The executive, identified as Nishad Singh, is under the scrutiny following reports that Bankman-Fried had secretly moved a whopping $10 billion of customer funds from FTX to another company he founded.
Mysterious Transfer
Preceding the collapse of the exchange, Sam Bankman-Fried transferred $10 billion from FTX to Bankman-Fried’s trading company Alameda Research, Reuters reported on Friday. A large portion of that total has since disappeared, they said. One source put the missing amount at about $1.7 billion. The other said the gap was between $1 billion and $2 billion, the report said.

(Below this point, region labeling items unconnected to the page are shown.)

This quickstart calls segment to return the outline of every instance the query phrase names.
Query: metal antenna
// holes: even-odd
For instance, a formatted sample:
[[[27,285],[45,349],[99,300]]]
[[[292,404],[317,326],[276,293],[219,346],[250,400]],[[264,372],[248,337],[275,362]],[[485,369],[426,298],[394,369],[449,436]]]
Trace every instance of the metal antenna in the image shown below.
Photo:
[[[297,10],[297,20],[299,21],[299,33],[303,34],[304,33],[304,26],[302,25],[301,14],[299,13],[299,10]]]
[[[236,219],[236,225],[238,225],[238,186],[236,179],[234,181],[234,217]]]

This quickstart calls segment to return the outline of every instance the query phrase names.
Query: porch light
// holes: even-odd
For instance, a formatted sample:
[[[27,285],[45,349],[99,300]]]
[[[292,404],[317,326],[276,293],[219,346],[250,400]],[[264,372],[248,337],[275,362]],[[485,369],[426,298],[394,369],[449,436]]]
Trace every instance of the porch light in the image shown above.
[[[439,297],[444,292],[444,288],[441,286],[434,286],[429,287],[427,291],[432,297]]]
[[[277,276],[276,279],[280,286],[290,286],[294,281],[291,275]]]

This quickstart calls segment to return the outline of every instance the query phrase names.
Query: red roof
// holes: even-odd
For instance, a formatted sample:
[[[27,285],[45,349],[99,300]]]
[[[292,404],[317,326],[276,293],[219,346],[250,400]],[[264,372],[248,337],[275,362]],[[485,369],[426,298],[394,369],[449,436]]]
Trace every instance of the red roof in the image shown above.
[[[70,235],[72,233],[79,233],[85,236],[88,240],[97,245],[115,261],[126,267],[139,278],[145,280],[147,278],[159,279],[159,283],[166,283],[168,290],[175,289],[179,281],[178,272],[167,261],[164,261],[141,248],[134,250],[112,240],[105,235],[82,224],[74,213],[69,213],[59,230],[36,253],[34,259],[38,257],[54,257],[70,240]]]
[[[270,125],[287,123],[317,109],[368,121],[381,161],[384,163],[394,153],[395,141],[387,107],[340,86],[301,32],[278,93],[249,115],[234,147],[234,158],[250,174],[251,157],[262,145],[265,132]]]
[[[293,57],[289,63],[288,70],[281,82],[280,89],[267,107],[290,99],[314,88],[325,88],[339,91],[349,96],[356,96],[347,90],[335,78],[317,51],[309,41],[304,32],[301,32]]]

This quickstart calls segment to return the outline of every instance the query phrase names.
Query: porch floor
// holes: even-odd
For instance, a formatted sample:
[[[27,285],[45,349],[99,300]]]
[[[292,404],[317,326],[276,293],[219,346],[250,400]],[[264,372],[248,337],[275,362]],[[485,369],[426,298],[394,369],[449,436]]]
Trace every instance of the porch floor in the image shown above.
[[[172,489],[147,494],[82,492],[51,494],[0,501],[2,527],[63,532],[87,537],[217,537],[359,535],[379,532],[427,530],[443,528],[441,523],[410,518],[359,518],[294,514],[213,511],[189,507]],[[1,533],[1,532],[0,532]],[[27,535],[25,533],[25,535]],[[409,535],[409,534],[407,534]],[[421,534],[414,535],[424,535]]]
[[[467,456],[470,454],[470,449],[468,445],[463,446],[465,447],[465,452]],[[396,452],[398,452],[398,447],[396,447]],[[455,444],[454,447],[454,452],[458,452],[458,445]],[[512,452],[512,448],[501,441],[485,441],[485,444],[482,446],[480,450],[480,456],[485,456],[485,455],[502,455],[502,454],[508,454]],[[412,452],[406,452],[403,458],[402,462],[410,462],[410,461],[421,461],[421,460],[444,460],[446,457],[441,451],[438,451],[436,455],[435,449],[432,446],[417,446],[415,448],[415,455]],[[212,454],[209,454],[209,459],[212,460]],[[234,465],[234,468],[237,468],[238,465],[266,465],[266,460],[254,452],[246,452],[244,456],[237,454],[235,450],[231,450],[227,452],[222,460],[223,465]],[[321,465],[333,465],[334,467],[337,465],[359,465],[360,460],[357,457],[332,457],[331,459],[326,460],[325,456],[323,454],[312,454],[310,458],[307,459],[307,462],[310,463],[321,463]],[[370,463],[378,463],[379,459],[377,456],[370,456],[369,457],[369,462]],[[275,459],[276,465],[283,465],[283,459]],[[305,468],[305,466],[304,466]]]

Nishad Singh worked at Alameda, according to reports. Singh was very close to Bankman-Fried and lived with the FTX founder along with 9 others.
“Gary (Chief Technology Officer Gary Wang), Nishad and Sam control the code, the exchange’s matching engine, and funds … If they moved them around or input their own numbers, I’m not sure who would notice,” a source told crypto news website CoinDesk.
Joining FTX
Singh, who graduated from the University of California Berkeley, had worked as a software engineer at Facebook before joining Alameda Research, according to The Mint. Singh’s LinkedIn profile says that he was the Director of Engineering at FTX. The executive has a bachelor degree in Electrical Engineering and Computer Science.
“It was in an apartment at the time, it was quite early. I think I first visited Alameda when it was like a month into its existence …. What was obvious that the things they wanted to do were really important and really fruitful,” Singh said in a podcast in 2020, recollecting his early days at FTX.
FTX filed for bankruptcy in the US after Binance walked away from a rescue deal. The Bahamas-based company went into tailspin following a flurry of customer withdrawals.